COVID-19 Puts Global E-Vehicle Market at Risk

Chinese coronavirus COVID-19 under the microscope.

Rare earths and other materials used in e-vehicles and high-tech equipment are undersupplied. The coronavirus pandemic has halted efforts to produce them, especially in major economies like China and the US.

Since COVID-19 reached countries outside China, US junior minors have slowed their engineering work, environmental reviews, and loan applications. Companies like Piedmont, Lithium Americas Coup and ioneer Ltd already said they’re facing setbacks halting mine construction.

These materials were considered risky against American strategic minerals that have large cash reserves, lowering demand. 

No employee of any company mentioned above tested positive of the coronavirus. Nevertheless, the pandemic sparked caution to some executives.

Seth Goldstein, a minerals analyst at Morningstar, claims the delay could reach a year or two. 

In the short term, the prediction will help China. MP Materials, which runs the only American rare earths mine, now relies on China for final processing. 

China’s Manufacturing Industry

Meanwhile, China’s slowing economic growth is affecting much of the manufacturing industry. Particularly, in its green energy sector, including renewable energy, battery energy storage, and, that’s right – e-vehicles. 

China is one of the top manufacturers of renewable investments. The country is expanding its portfolio on green-friendly products and services to lessen carbon emissions.

Products like battery prices have decreased over time, due to more people buying these vehicles around the world. Now, the pandemic is expected to crush these prices even more.

Battery production, which is obviously an important part of e-vehicle production, is slowing down across different manufacturing players. Two of China’s biggest manufacturing firms CATL and BYD are now, more than ever, likely to delay production.

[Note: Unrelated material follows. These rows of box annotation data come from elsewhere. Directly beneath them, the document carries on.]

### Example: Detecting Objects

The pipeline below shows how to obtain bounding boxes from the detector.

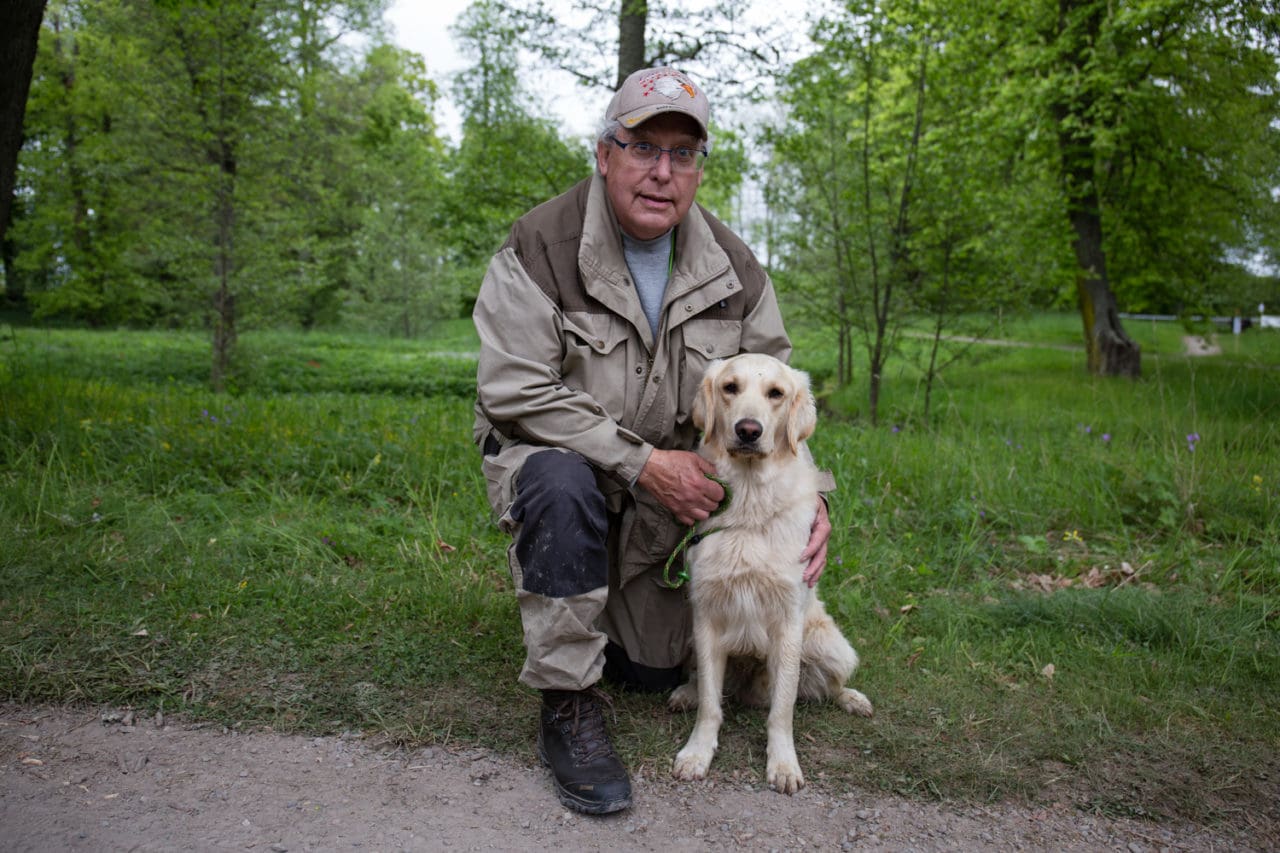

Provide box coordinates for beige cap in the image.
[604,68,712,140]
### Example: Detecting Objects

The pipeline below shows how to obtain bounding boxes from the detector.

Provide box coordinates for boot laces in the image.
[556,688,613,765]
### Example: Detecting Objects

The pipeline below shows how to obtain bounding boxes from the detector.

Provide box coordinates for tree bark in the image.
[0,0,46,249]
[1055,0,1142,378]
[616,0,649,88]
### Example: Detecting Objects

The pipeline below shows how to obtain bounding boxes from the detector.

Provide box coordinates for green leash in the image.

Tesla’s Gigafactory in Shanghai is also giving signs of supply shortages for exports to the US, UK, and Australia. 

These shortages and delays will hit battery manufacturing companies, especially those in critical areas. Because of this, the coronavirus is expected to lower Chinese battery outputs by around 26GWh this year.

The world is slowly healing from much less petrol cars and pollutants outside homes. 

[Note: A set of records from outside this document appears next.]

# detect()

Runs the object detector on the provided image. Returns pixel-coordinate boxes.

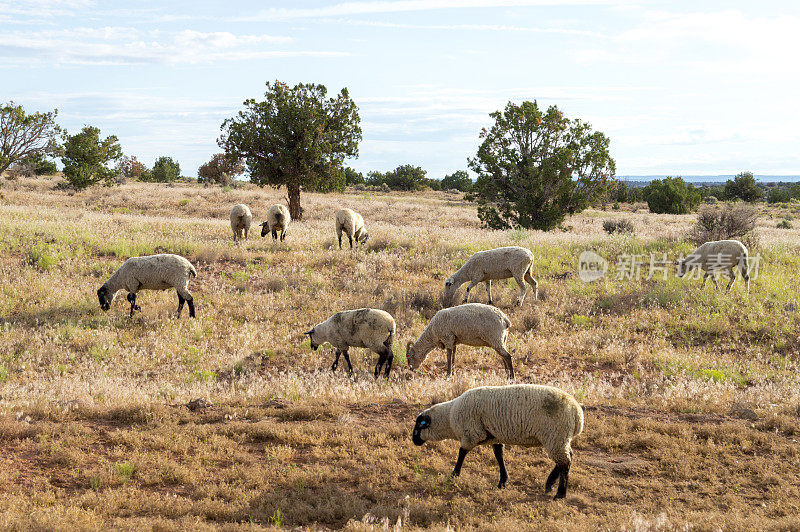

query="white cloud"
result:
[241,0,627,21]
[0,27,347,65]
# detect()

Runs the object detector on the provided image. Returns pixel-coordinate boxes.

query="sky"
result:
[0,0,800,178]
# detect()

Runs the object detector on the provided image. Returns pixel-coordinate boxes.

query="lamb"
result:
[261,203,292,242]
[336,209,369,249]
[676,240,750,292]
[230,203,253,242]
[97,253,197,318]
[406,303,514,379]
[306,308,395,378]
[444,246,539,305]
[411,384,583,499]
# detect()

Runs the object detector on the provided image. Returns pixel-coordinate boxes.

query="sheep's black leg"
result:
[451,447,469,477]
[342,351,353,377]
[492,443,508,488]
[544,464,561,493]
[128,292,142,318]
[553,464,569,499]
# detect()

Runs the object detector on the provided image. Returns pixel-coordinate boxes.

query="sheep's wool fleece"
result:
[230,203,253,227]
[314,308,395,349]
[687,240,747,269]
[106,253,197,292]
[423,303,511,347]
[426,384,583,452]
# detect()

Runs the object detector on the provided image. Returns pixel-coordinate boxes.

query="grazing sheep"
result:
[676,240,750,292]
[97,253,197,318]
[444,246,539,305]
[336,209,369,249]
[306,308,395,378]
[261,203,292,242]
[406,303,514,379]
[412,384,583,499]
[230,203,253,242]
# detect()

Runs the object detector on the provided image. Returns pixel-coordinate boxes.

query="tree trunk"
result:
[287,181,303,220]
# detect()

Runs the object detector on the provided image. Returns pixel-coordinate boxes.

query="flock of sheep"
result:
[92,200,750,499]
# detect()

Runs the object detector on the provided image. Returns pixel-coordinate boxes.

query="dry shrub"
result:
[689,203,758,247]
[603,218,634,235]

China’s factories have been a huge contribution to the world’s pollution but only recently went green. Now that China is the world’s largest e-vehicle market, is this how mother earth ironically strikes back?

modern high-rise buildings line

So, What’s Tesla Doing?

The e-vehicle manufacturing company is working on something much dissimilar to its forte: ventilators. Tesla CEO Elon Musk said the firm will reopen its New York factory as soon as possible.

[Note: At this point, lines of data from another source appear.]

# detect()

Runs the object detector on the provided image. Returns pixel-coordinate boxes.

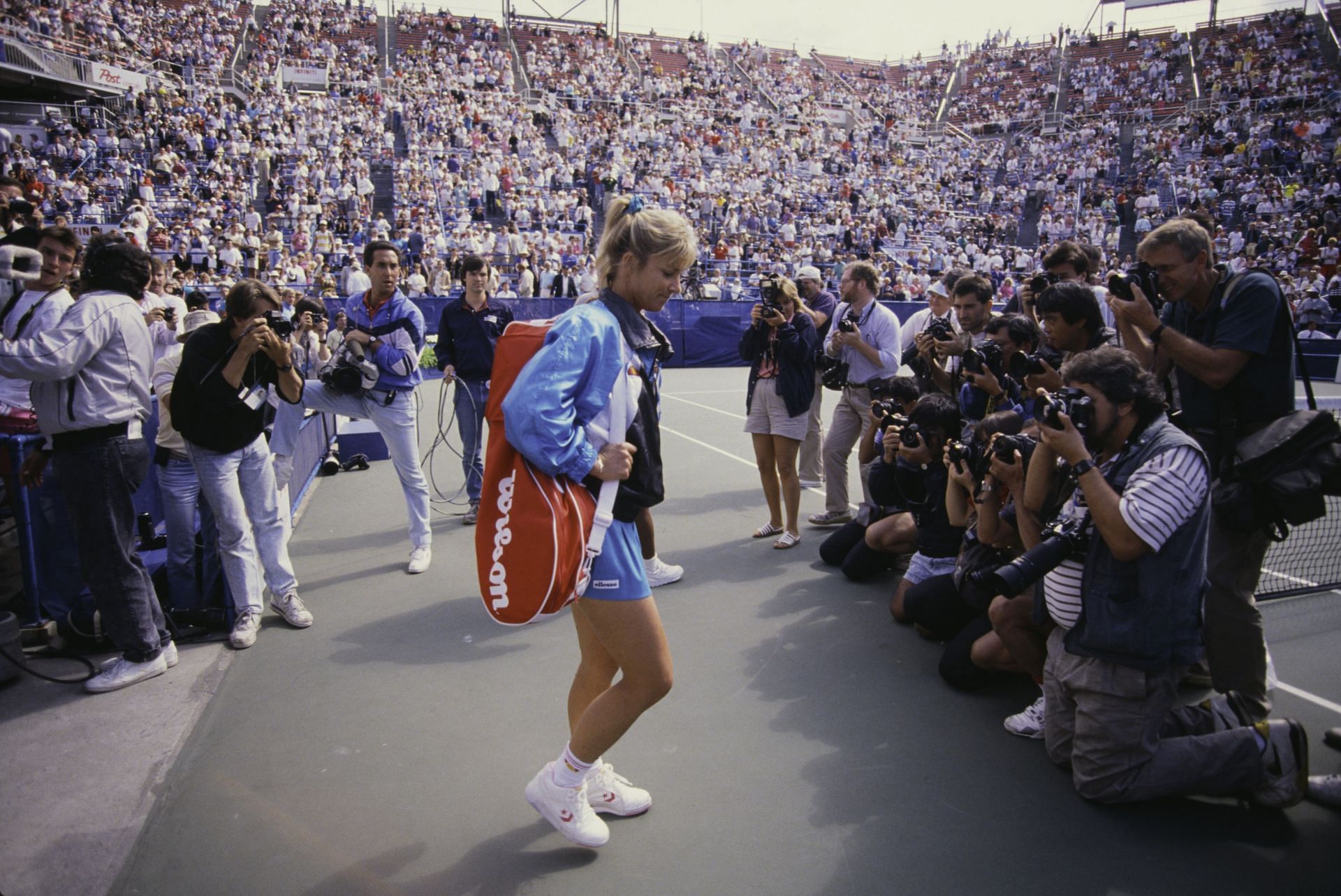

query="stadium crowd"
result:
[0,0,1341,806]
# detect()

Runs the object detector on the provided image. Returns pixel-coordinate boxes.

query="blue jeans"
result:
[452,380,490,504]
[52,436,172,663]
[186,436,298,612]
[159,460,219,609]
[303,380,432,548]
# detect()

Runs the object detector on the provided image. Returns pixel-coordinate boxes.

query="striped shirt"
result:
[1043,446,1210,629]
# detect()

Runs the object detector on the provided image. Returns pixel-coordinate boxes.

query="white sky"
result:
[394,0,1303,60]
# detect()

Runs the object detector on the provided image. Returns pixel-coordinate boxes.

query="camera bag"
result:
[475,319,643,625]
[1211,270,1341,542]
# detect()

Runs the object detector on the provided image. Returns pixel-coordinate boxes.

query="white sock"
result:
[550,744,593,787]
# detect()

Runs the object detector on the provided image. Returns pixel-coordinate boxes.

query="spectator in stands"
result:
[295,240,433,574]
[0,236,168,693]
[170,280,312,651]
[739,277,819,550]
[437,255,512,526]
[796,264,838,488]
[1025,346,1307,807]
[1109,219,1294,719]
[810,262,901,526]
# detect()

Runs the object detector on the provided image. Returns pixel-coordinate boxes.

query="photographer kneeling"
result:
[866,393,964,622]
[172,280,312,649]
[739,277,819,550]
[1019,347,1307,806]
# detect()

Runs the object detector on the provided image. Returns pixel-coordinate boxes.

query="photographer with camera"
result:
[1109,219,1294,719]
[1025,280,1118,392]
[437,255,512,526]
[819,377,921,582]
[170,280,312,649]
[1019,346,1307,807]
[0,236,167,693]
[866,393,964,622]
[739,275,819,550]
[810,262,902,526]
[902,411,1032,689]
[796,264,838,488]
[292,240,433,575]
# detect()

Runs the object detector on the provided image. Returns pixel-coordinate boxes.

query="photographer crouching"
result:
[0,236,177,693]
[280,240,433,574]
[739,277,819,550]
[172,280,312,649]
[1019,347,1307,807]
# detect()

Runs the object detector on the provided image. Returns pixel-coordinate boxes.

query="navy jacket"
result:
[739,311,819,417]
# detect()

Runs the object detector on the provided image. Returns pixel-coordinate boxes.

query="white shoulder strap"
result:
[577,335,643,597]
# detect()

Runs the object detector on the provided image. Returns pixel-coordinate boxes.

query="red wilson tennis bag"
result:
[475,321,641,625]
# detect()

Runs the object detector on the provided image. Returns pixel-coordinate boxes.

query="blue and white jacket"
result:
[344,290,424,392]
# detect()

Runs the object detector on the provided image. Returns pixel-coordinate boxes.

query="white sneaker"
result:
[1004,696,1048,740]
[85,653,168,693]
[1309,775,1341,806]
[102,641,179,672]
[405,545,433,575]
[270,592,312,629]
[643,557,684,587]
[526,762,610,846]
[586,762,652,816]
[228,608,260,651]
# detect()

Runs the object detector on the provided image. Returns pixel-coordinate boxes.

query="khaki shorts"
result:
[746,379,810,441]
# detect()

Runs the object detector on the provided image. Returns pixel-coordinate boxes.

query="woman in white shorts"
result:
[740,275,819,550]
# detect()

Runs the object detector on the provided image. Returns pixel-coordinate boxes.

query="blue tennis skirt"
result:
[582,520,652,601]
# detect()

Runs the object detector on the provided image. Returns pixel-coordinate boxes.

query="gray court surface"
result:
[75,369,1341,896]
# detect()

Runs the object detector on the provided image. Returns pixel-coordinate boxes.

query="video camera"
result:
[1029,271,1062,299]
[969,515,1089,597]
[964,339,1006,380]
[759,274,783,314]
[260,311,293,339]
[1108,262,1164,314]
[1034,388,1094,436]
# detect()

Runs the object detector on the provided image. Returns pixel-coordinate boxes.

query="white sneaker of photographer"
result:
[102,641,179,672]
[586,762,652,817]
[85,653,168,693]
[405,545,433,575]
[1004,696,1048,740]
[643,557,684,587]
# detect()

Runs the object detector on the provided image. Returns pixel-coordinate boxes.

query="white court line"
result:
[660,424,860,510]
[1275,682,1341,715]
[661,392,745,420]
[1262,566,1318,587]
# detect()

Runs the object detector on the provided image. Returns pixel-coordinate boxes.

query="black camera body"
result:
[1029,271,1062,299]
[992,434,1038,467]
[963,339,1006,380]
[1034,388,1094,436]
[1108,262,1164,310]
[971,514,1089,597]
[260,305,293,339]
[815,351,847,392]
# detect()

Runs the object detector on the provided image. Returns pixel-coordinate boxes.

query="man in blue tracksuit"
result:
[303,240,433,573]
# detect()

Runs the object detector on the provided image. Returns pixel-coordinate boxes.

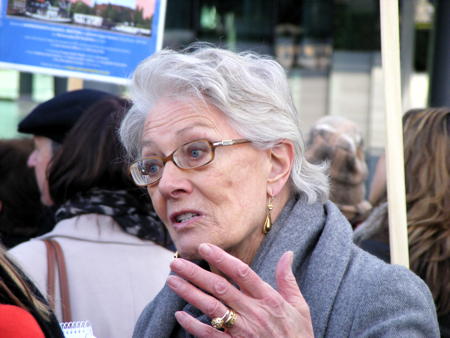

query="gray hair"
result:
[120,45,329,203]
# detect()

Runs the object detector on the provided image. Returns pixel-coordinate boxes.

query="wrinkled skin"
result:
[167,244,314,337]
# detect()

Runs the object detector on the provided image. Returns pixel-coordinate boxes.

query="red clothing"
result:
[0,304,45,338]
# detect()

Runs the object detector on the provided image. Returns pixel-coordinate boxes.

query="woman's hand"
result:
[167,244,314,337]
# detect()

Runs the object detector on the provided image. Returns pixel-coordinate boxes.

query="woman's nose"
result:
[158,161,192,198]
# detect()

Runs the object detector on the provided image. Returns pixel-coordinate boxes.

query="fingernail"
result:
[175,311,186,323]
[198,243,212,256]
[289,251,294,269]
[167,276,181,289]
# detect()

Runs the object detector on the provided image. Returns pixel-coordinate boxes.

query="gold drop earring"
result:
[263,197,273,235]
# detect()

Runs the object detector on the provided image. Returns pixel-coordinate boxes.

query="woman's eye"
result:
[191,149,203,158]
[140,163,160,176]
[148,164,159,174]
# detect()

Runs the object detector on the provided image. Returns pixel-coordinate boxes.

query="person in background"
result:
[354,107,450,337]
[120,45,439,337]
[305,115,372,228]
[10,95,173,338]
[0,246,64,338]
[0,138,54,248]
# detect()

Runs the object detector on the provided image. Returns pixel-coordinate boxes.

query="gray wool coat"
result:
[133,199,439,338]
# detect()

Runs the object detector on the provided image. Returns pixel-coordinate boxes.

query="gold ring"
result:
[223,310,237,329]
[211,310,230,330]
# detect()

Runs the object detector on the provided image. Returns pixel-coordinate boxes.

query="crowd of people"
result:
[0,45,450,338]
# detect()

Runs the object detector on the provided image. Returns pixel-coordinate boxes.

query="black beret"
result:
[18,89,113,143]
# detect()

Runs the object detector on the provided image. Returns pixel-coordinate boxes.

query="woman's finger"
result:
[170,258,251,312]
[175,311,230,338]
[198,243,274,299]
[167,276,228,318]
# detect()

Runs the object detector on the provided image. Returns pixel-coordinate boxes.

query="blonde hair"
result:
[403,108,450,315]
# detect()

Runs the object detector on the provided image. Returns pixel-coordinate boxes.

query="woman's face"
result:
[142,99,270,259]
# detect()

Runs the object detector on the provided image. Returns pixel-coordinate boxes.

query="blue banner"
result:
[0,0,166,84]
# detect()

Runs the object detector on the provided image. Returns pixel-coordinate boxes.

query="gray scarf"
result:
[133,198,352,338]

Musk’s company is one of the few automakers allowed to make such devices. Ford is also looking forward to reopening some of its factories in early April to help build them.

In context, respiratory problems driven by the coronavirus requires assistance of ventilators to help patients breathe. Increasing cases of the coronavirus, the US is experiencing a shortage of these devices. 

Due to increasing coronavirus cases in the country, the US is experiencing a substantial shortage of these devices. So, the US Congress is pushing companies to make as many as they could. 

Companies like Tesla plan to make at least 200,000 ventilators by the end of this year.